A dysfunctional emotional and behavioral defense system. When a society is emotionally dishonest, the people of that society are set up to be emotionally dysfunctional. In this society being emotional is described as falling apart, losing it, going to pieces, coming unglued, etc. (Other cultures give more permission to be emotional but then the emotions are usually expressed in ways that are out of balance to the extreme of letting the emotions control. The goal is balance between emotional and mental - between the intuitive and the rational.)

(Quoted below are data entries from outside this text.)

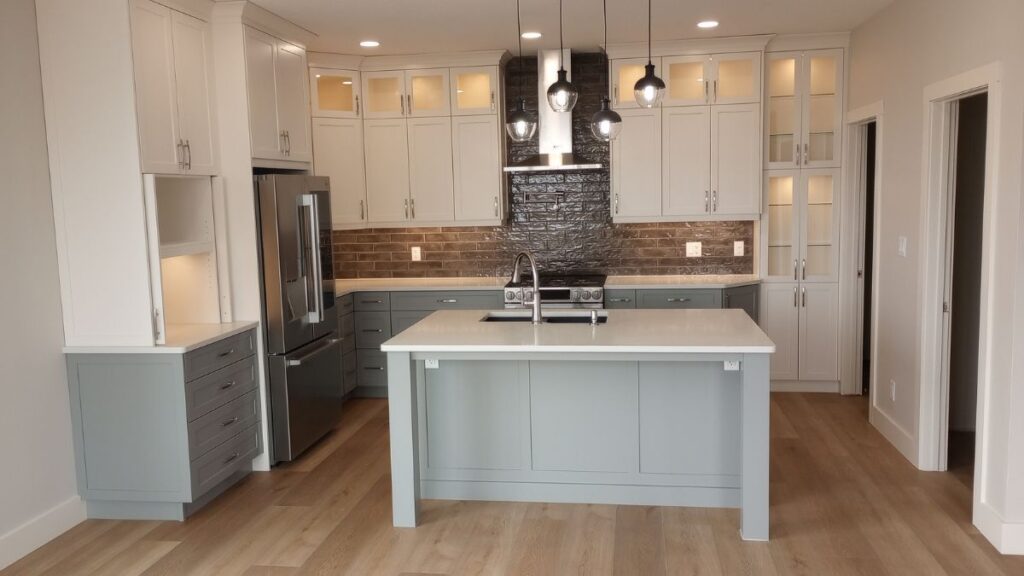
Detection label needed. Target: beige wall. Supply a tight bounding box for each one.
[849,0,1024,541]
[0,0,84,568]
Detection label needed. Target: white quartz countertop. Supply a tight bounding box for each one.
[381,310,775,354]
[334,275,761,296]
[63,322,259,354]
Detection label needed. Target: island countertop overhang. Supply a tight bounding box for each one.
[381,310,775,355]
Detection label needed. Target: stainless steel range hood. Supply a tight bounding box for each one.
[505,50,603,172]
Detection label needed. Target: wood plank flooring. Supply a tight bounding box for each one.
[0,394,1024,576]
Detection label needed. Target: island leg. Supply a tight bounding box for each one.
[739,354,771,540]
[387,352,420,528]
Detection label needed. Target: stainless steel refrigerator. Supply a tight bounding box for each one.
[255,174,344,463]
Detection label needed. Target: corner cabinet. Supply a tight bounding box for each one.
[245,27,313,163]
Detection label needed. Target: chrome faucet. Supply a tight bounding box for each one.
[512,252,544,324]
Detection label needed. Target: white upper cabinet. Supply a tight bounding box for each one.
[766,49,844,169]
[131,0,217,174]
[450,66,500,116]
[309,68,362,118]
[246,27,312,162]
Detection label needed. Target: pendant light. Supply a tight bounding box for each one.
[548,0,580,112]
[633,0,665,108]
[590,0,623,141]
[505,0,537,142]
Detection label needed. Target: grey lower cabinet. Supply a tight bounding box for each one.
[67,330,263,521]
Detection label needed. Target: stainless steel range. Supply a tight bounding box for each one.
[505,274,607,308]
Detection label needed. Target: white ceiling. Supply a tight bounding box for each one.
[247,0,893,54]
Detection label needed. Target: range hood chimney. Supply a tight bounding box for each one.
[505,50,602,172]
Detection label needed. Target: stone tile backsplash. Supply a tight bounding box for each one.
[334,53,754,278]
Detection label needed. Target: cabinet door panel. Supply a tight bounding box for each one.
[131,0,181,174]
[362,118,409,222]
[275,42,313,162]
[662,106,711,216]
[711,104,761,215]
[800,284,839,381]
[452,116,504,221]
[171,12,217,175]
[611,109,662,219]
[761,284,801,380]
[246,28,284,160]
[409,117,455,222]
[313,118,367,228]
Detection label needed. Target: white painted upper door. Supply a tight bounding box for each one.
[131,0,184,174]
[611,108,662,217]
[362,70,407,118]
[171,11,217,175]
[246,27,285,160]
[451,66,500,116]
[798,284,839,382]
[362,118,411,223]
[408,117,455,222]
[274,42,313,162]
[711,104,762,218]
[662,106,711,216]
[452,115,504,219]
[309,68,362,118]
[313,118,367,229]
[761,283,801,380]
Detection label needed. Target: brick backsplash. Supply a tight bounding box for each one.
[334,53,754,278]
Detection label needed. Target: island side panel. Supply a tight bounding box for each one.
[387,352,420,528]
[740,354,771,540]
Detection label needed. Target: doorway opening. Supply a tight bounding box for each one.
[940,92,988,486]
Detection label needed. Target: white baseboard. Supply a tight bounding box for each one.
[0,495,85,570]
[771,380,839,394]
[973,502,1024,556]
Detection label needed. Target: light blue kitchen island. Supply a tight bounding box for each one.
[382,310,775,540]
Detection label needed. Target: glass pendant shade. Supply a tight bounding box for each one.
[633,64,665,108]
[590,96,623,141]
[548,69,580,112]
[505,98,537,142]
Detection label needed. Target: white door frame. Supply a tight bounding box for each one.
[840,101,884,393]
[918,63,1002,481]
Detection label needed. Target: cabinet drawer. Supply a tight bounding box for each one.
[191,424,260,501]
[355,312,391,348]
[355,349,387,388]
[185,356,257,421]
[604,289,637,308]
[391,290,504,311]
[637,289,722,308]
[188,390,260,460]
[354,292,391,312]
[391,311,434,335]
[184,330,256,381]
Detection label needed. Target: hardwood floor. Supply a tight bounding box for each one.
[0,394,1024,576]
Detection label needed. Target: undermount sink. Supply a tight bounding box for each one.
[480,310,608,324]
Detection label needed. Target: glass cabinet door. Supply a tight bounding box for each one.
[802,50,843,167]
[309,68,362,118]
[766,54,802,169]
[406,69,451,117]
[451,66,498,116]
[362,71,406,118]
[765,170,800,282]
[800,170,839,282]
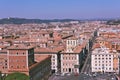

Traditionally in this society men have been taught that anger is the only acceptable emotion for a man to express, while women are taught that it is not acceptable for them to be angry. If it is not ok to own all of our emotions then we can not know who we are as emotional beings. [Also traditionally, women are taught to be codependent - take their self-definition (including their names) and self-worth - from their relationships with men, while men are taught to be codependent on their work/career/ability to produce, and from their presumed superiority to women.]


Codependency is:

A disease of lost self. If we are not validated and affirmed for who we are in childhood then we don't believe we are worthy or lovable. Often we got validated and affirmed by one parent and put down by the other. When the parent who is "loving" does not protect us - or themselves - from the parent that is abusive, it is a betrayal that sets us up to have low self esteem because the affirmation we received was invalidated right in our own homes.

And being affirmed for being who we are is very different than being affirmed for who our parents wanted us to be - if they could not see themselves clearly then they sure could not see us clearly. In order to survive, children adapt whatever behavior will work best in helping them get their survival needs met. We then grow up to be adults who don't know our self and keep dancing the dance we learned as children.